The 33 year-old Hungarian director has already showed his exceptional talent and potential with his first two features, Hukkle (European Discovery of the Year at the 2002 European Film Awards and winner of multiple awards at festivals) and Taxidermia [+see also:
film profile] (2006 Cannes Un Certain Regard entry, see Special Report).
Co-scripted by the director and his wife Zsófia Ruttkay, Skeletal Brigade is an adaptation of the eponymous novel by P. Howard (alias Jeno Rejto). Set in the 1930s, the story tells of how the arrival of prisoner 63 disrupts a disciplinary camp of the Foreign Legion, located in a frightening desert and run by officers that are psychologically disturbed by their harsh living conditions.
The central character Henry Fécamp – who by a hair’s breadth escaped the death sentence for charges of double murder, robbery, betrayal and spying – ends up in this hell, where he has to undergo forced labour, as well as relentless questioning when he is accused of stealing confidential documents.

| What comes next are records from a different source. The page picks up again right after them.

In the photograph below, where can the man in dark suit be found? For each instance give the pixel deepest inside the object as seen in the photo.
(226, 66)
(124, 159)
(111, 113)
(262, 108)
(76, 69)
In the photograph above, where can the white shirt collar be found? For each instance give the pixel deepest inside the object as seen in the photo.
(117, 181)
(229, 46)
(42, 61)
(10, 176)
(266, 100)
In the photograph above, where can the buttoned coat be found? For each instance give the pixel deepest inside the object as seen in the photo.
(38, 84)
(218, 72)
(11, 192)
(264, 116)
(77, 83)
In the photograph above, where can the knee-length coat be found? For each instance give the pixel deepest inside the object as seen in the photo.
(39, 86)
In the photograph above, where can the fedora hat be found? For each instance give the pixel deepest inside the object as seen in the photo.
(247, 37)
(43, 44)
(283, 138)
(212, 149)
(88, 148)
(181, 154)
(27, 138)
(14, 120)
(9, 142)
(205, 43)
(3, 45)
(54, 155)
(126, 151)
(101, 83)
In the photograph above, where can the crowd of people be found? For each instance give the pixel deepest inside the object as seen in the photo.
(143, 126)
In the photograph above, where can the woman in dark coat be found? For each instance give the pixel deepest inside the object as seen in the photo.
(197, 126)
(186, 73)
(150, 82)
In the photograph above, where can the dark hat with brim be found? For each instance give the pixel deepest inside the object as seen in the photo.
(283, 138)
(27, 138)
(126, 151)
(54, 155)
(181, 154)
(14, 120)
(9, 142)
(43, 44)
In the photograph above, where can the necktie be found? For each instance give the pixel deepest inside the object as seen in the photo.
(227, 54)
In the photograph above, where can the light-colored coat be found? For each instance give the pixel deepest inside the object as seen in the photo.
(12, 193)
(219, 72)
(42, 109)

Punished for his resistance, he is then sent to the worst unit, the Skeletal Brigade, which is isolated on a plateau where temperatures reach 60°C and its inhabitants are almost at the mercy of the law of the jungle.
Taking control of the situation, Fécamp persuades these doomed individuals to hang onto their humanity. He also meets a former acquaintance who sheds some light on certain mysteries from his past and encourages him to lead a revolt.
Produced by Gabor Varadi for Eurofilm Studio, Skeletal Brigade is expected to have a €4-€5m budget, which could increase depending on co-producers and European cast members. In any case, the production is one to watch very closely.
Meanwhile, Pálfi and his producers are supervising the post-production of Paradise, a playful film set in a crèche about childhood, a period during which behaviour is not governed by the social rules that condition adults.